機構自体の動向としては,先般の第1回閣僚理事会において価格政策及び課税政策に関する両委員会を発足させ,同委員会の報告をまつて近々臨時閣僚理事会を開催,一般方針に基づく具体的措置につき検討する予定と伝えられている。
IBAの目的は,「消費国の利益に留意しつつ,加盟国に経済開発のための正当な利潤を確保すること」であり,今後の動向としてはボーキサイト資源の特殊性から鑑み,代替性、国際アルミ資本の制約等があり,また先進国の豪が加盟していることもあつて,比較的穏健な方向に進むものと思われ,資源保有国も自己の伝統的市場を犠牲にしてまでも国際大資本及び消費国に対し強硬な態度を貫く可能性は少ないと考えられている。
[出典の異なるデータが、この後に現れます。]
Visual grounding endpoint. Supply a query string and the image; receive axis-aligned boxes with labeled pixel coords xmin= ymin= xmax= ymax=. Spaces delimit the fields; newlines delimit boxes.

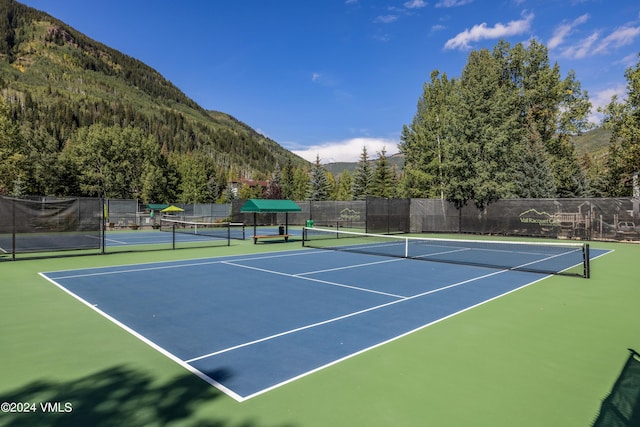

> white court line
xmin=185 ymin=270 xmax=508 ymax=363
xmin=222 ymin=261 xmax=406 ymax=298
xmin=44 ymin=250 xmax=322 ymax=279
xmin=38 ymin=273 xmax=244 ymax=402
xmin=186 ymin=249 xmax=580 ymax=363
xmin=284 ymin=258 xmax=404 ymax=277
(ホ) 鉄鉱石輸出主要国は,74年11月鉄鉱石輸出国機構設立問題を討議するためジュネーヴにおいて閣僚会議を開催したが,機構問題については何ら具体的な合意に至らず,機構の形式と詳細につき更に掘り下げた討議を行うため,75年1月上級者準備委員会がインドのニュー・デリーで,アルジェリア,豪,ブラジル,加,インド,ヴェネズエラ等11カ国が参加して開催された。当準備委員会においては鉄鉱石輸出国機構設立のための協定案が合意されるに至り,4月開催の閣僚会議において,最終的に機構設立が合意された。
(へ) 石油以外の鉱物資源分野においては,これら資源の需給関係,生産国機構の団結力,生産及び輸出調整に伴う資金欠除,代替品の有無,生産国機構への穏健先進諸国の加盟等より勘案すれば,価格の漸進的上昇,加工度向上等生産国自身による諸措置が徐々にとり行われるとはいえ,総じて,生産国機構諸国が一体となつて急進的な動向を示す可能性は,当面の間,少ないと考えられよう。
(1)目的
IEPの目的は,国際エネルギー機関(IEA)を通じ,参加国が異常な石油供給不足の事態に備えて,石油の備蓄,需要抑制,相互融通を有機的に連繋した対応策を講ずるとともに,長期的な石油・エネルギーの節約及び開発などを併わせ講ずることにより,エネルギーに関する自給度を高め,脆弱性を減少し,もつて参加国間のエネルギー問題に関する協調を図ることにある。
(2)IEPの概要
(イ)備蓄
(a)参加国は純石油輸入量の60日分に相当する石油を備蓄として維持する。
(b)参加国は,75年7月1日までにIEAが決定する期日以降は,純石油輸入量の90日分に相当する石油の備蓄を維持するよう努力する。
(ロ)需要抑制及び相互融通
(a)参加国全体について石油供給不足が生じた場合
参加国全体の消費の7%に相当する石油の供給不足が生じたときには,参加国は石油需要を7%抑制するとともにグループ内において入手可能な石油が融通される。また,各参加国は備蓄の取り崩しを行う。
このような石油の供給不足が12%に達したときには需要抑制を10%に高める。
各国の備蓄が半減すれば需要抑制などについて追加的措置をとる。追加的措置は理事会が決定する。
(b)一部の参加国に石油供給不足が生じた場合
一部の参加国についてその石油消費の7%以上に相当する石油の供給不足が生じたときには,その他の参加国が当該参加国に不足分を融通する。
(ハ)石油会社の情報提供及び協議
IEPの実施に当たつては国際石油会社,特にメジャーの協力が極めて重要となるが,IEPの下でIEAは石油会社から平常時においても定期的に次の事項に関する情報の提供を受ける。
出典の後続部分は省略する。